The pump price of gasoline in India's capital New Delhi was 76.66 rupees (Dh3.92) a litre on November 24, according to price monitoring website mypetrolprice.com.
This is down 10 per cent from the peak of 84.06 rupees on October 4, illustrating that the sharp decline in crude and ex-refinery petrol prices has yet to filter through to consumers.
However, the above calculation doesn't factor in the impact of fuel taxes, which in India are about one-third of the retail price.
Excluding taxes from the price reveals a slightly larger 13.2 percent drop in the untaxed component of India's gasoline price from the October peak until Nov. 24.
Australia's national average petrol price has dropped by about 14.1 per cent, from a 2018 peak of A$1.605 (Dh4.26) a litre in the week to October 28 to A$1.378 in the week to November 25, according to data from the Australian Institute of Petroleum.
Australia's fuel taxes are about the same percentage as those in India, meaning there has been a slightly larger drop in the untaxed component of the fuel price, but still nothing close to the plunge in Brent.
China, which has a managed system for retail fuel prices, has seen a lower drop than India and Australia, with petrol falling 5.4 per cent to 7.74 yuan (Dh4.11) a litre in the week ended November 19, according to data on the website globalpetrolprices.com.
It's likely that retail petrol prices will drop in those countries in coming weeks, but it would be unlikely that they fall by as much as motorists might hope for, given the slump in crude.
Asian refiners are already struggling to make any money producing gasoline, with the profit margin, or crack, for making a barrel of 92-octane from Brent crude in Singapore at 32 cents on November 23.
This is up from a loss of $1.17 a barrel on November 8, which was the weakest crack in seven years, but still well below the $11.55 peak for 2018, reached on August 15.
With profits from petrol currently tenuous, the scope for refiners to lower prices further is likely constrained.
In some ways it's a double-edged sword for the region's refiners, as they can lower petrol prices and make a loss in the hope of boosting demand in order to remove a surplus of the fuel.

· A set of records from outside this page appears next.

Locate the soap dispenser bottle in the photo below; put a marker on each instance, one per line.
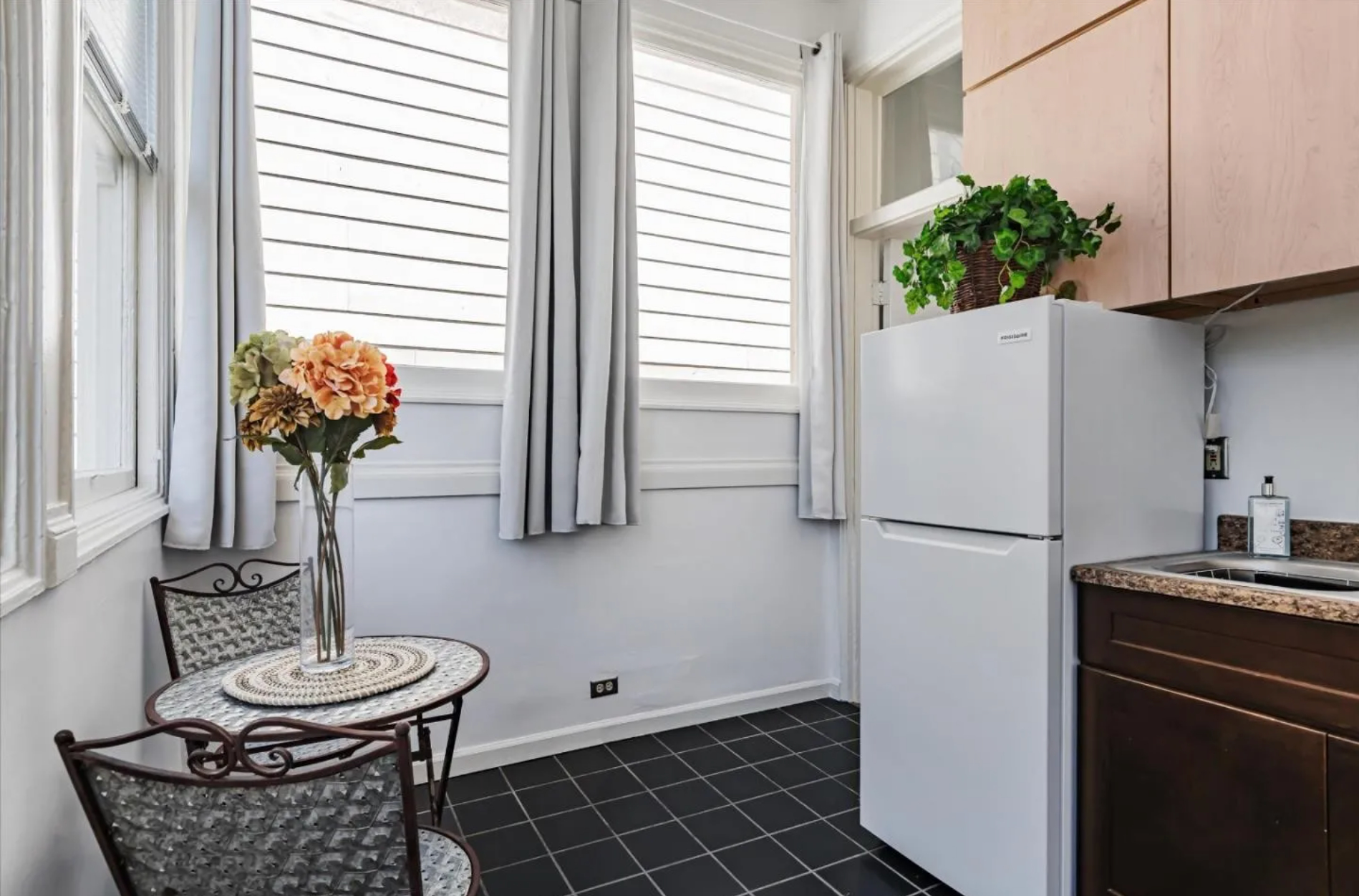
(1268, 523)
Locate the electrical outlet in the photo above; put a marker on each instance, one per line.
(1215, 458)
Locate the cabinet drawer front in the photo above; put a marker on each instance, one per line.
(1186, 796)
(1301, 670)
(1343, 800)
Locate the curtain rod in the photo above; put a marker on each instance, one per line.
(814, 48)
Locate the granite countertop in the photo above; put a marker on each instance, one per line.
(1319, 540)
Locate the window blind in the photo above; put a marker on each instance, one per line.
(125, 33)
(384, 162)
(714, 155)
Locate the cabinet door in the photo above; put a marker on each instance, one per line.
(998, 34)
(1343, 796)
(1264, 148)
(1181, 794)
(1090, 117)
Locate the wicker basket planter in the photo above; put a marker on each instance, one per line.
(980, 287)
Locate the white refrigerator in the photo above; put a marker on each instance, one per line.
(998, 448)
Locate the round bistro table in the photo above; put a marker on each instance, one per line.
(458, 668)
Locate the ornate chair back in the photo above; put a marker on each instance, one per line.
(222, 613)
(245, 823)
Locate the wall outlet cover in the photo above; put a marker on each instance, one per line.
(1215, 458)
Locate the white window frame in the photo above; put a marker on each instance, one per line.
(92, 487)
(56, 537)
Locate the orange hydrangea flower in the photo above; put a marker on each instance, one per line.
(340, 374)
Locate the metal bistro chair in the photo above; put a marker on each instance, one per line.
(237, 615)
(248, 824)
(222, 613)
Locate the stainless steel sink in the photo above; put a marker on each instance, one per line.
(1310, 576)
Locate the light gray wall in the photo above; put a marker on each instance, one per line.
(82, 656)
(718, 593)
(1289, 399)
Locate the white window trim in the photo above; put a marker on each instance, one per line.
(22, 148)
(56, 538)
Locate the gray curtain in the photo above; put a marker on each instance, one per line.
(823, 268)
(221, 496)
(569, 436)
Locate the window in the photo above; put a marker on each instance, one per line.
(922, 132)
(714, 219)
(105, 314)
(384, 167)
(116, 201)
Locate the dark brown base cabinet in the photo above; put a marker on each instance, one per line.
(1218, 750)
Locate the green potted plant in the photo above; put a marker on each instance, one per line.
(997, 243)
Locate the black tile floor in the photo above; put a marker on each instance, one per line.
(761, 804)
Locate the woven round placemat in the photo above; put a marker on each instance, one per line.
(379, 666)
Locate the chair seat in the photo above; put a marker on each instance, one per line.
(445, 865)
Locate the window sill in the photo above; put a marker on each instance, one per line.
(105, 525)
(375, 479)
(448, 386)
(75, 540)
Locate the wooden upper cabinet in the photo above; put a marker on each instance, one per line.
(1264, 122)
(1092, 117)
(999, 33)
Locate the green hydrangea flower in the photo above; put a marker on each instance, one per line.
(256, 364)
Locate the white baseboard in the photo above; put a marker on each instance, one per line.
(505, 752)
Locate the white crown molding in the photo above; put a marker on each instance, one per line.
(707, 47)
(932, 44)
(503, 752)
(374, 479)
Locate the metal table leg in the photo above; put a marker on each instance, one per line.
(448, 759)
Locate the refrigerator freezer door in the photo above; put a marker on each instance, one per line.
(961, 703)
(961, 420)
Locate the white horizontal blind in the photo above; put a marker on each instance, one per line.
(714, 220)
(384, 163)
(127, 31)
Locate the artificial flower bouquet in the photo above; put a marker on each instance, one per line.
(311, 402)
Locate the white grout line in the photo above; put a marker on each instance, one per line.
(745, 764)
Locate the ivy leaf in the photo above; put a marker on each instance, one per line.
(374, 444)
(1032, 228)
(1030, 257)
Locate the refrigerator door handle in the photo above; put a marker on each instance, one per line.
(994, 543)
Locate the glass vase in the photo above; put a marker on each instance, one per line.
(327, 568)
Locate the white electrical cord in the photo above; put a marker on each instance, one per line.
(1207, 325)
(1212, 341)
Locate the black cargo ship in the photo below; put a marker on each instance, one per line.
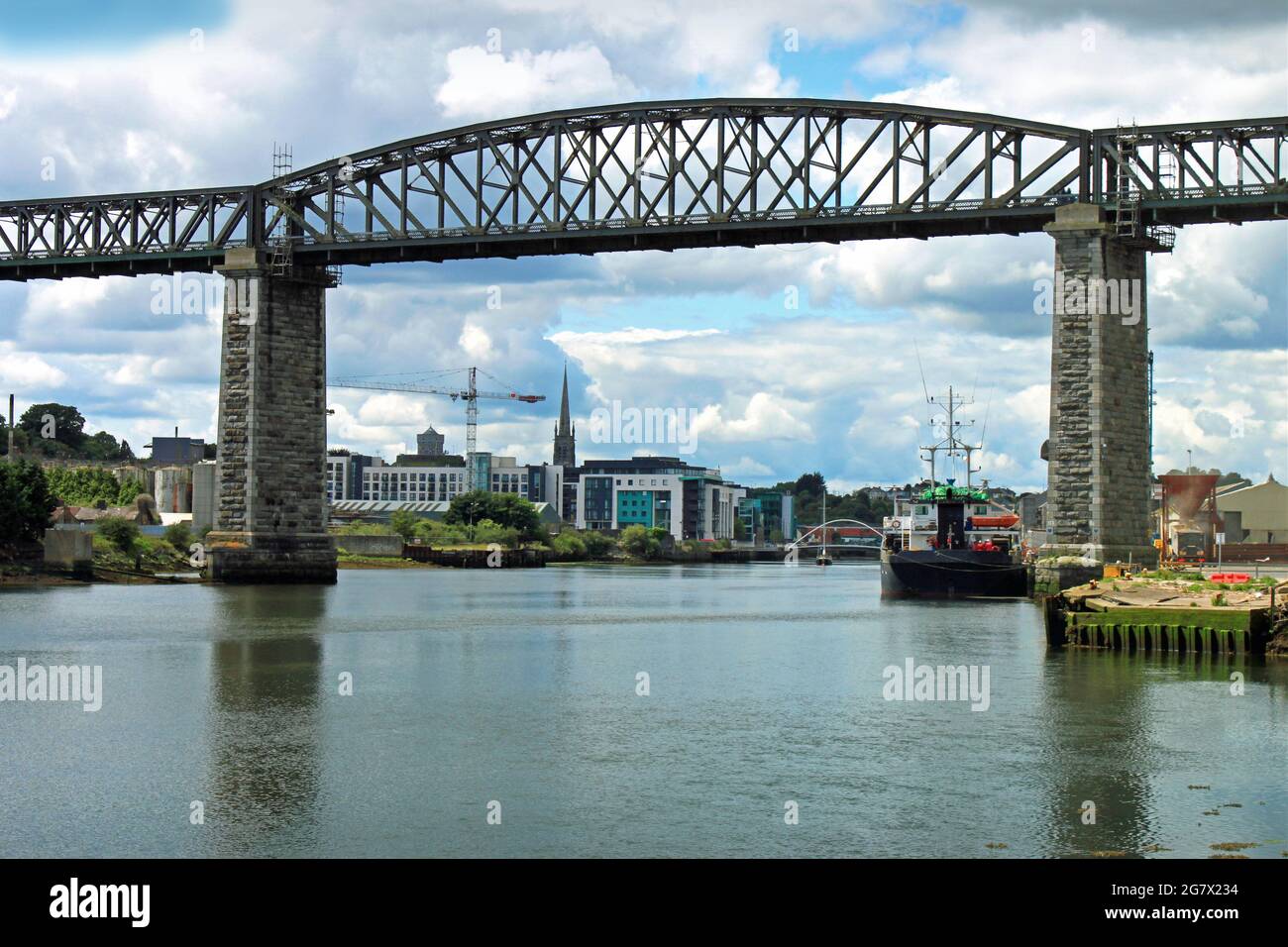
(949, 540)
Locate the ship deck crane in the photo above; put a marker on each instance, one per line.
(471, 394)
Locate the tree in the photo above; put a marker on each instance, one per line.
(129, 492)
(503, 509)
(597, 545)
(25, 502)
(54, 421)
(642, 541)
(123, 534)
(810, 483)
(86, 486)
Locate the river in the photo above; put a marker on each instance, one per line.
(501, 712)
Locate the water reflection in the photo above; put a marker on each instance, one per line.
(265, 724)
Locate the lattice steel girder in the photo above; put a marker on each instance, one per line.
(668, 174)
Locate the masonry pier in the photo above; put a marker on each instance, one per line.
(270, 522)
(1099, 464)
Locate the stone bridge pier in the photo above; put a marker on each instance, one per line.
(1099, 451)
(270, 521)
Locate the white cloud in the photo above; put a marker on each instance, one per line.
(483, 84)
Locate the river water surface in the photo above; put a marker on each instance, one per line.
(516, 693)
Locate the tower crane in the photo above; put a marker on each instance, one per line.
(471, 394)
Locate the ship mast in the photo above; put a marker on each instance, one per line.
(949, 444)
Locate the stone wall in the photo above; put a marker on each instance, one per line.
(269, 525)
(1099, 474)
(374, 544)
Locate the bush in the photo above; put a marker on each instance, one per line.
(120, 532)
(438, 534)
(25, 502)
(642, 541)
(568, 547)
(403, 522)
(597, 545)
(179, 536)
(489, 532)
(505, 509)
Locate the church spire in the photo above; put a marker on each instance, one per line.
(565, 416)
(566, 436)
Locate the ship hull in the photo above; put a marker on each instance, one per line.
(952, 574)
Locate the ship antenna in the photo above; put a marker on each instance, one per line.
(923, 389)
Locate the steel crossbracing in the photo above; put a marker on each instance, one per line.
(666, 175)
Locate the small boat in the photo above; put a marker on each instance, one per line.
(951, 540)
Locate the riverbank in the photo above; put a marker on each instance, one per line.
(1171, 612)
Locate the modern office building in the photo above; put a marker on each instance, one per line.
(344, 474)
(176, 450)
(420, 483)
(429, 444)
(688, 501)
(768, 514)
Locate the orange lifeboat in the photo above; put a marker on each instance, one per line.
(1004, 522)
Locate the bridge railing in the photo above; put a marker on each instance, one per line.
(657, 169)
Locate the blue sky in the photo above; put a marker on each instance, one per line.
(127, 97)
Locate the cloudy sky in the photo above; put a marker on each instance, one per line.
(107, 97)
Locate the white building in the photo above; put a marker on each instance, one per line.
(421, 483)
(687, 501)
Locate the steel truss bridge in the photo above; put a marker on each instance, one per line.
(665, 175)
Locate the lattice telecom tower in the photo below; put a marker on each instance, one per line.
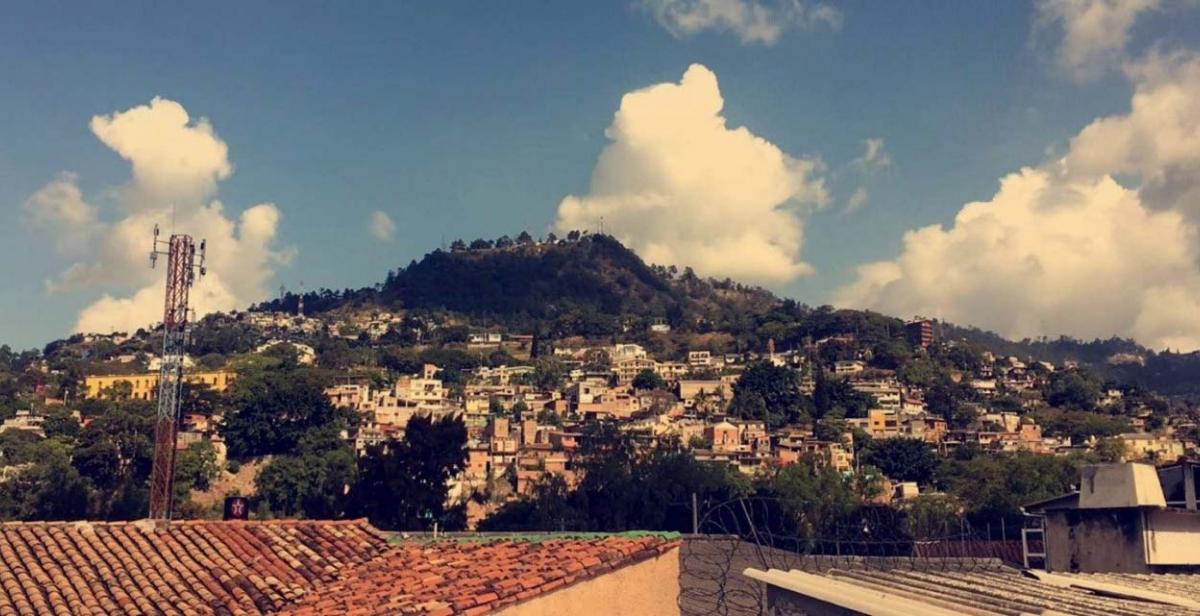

Asian refiners are also in a quandary over strong margins for middle distillates, such as diesel, which encourage them to run their plants at high rates, even though this also ensures they produce more petrol than the market is demanding.
The profit margin for producing a barrel of gasoil, the base for diesel and jet fuel, from Dubai crude in Singapore was $15.50 in early trade on Monday, down from the 2018 peak of $17.97 on November 15, but well above the low of $12.12 from June 27.
Given the strong demand for diesel and robust refinery profits, it's no surprise that the retail price in India and Australia has failed to reflect the recent decline in crude.
Diesel in New Delhi was 70.65 rupees a litre on November 23, down 6.7 per cent from the recent peak of 75.74 rupees on October 16.
The national average diesel price in Australia was A$1.595 in the week to November 25, down only 3.2 per cent from the recent high of A$1.649 in the week to October 28.
While much of the focus in crude markets has been on the supply side, and the rapid switch from fears of tightness to oversupply, the demand side of the equation shouldn't be ignored.
Probably the best method for producers, traders and refiners of clearing oversupply in crude markets is to have demand gain to clear the surplus.
However, given the modest declines in retail prices for petrol and diesel in major Asian countries, a demand-led tightening of the market may remain elusive.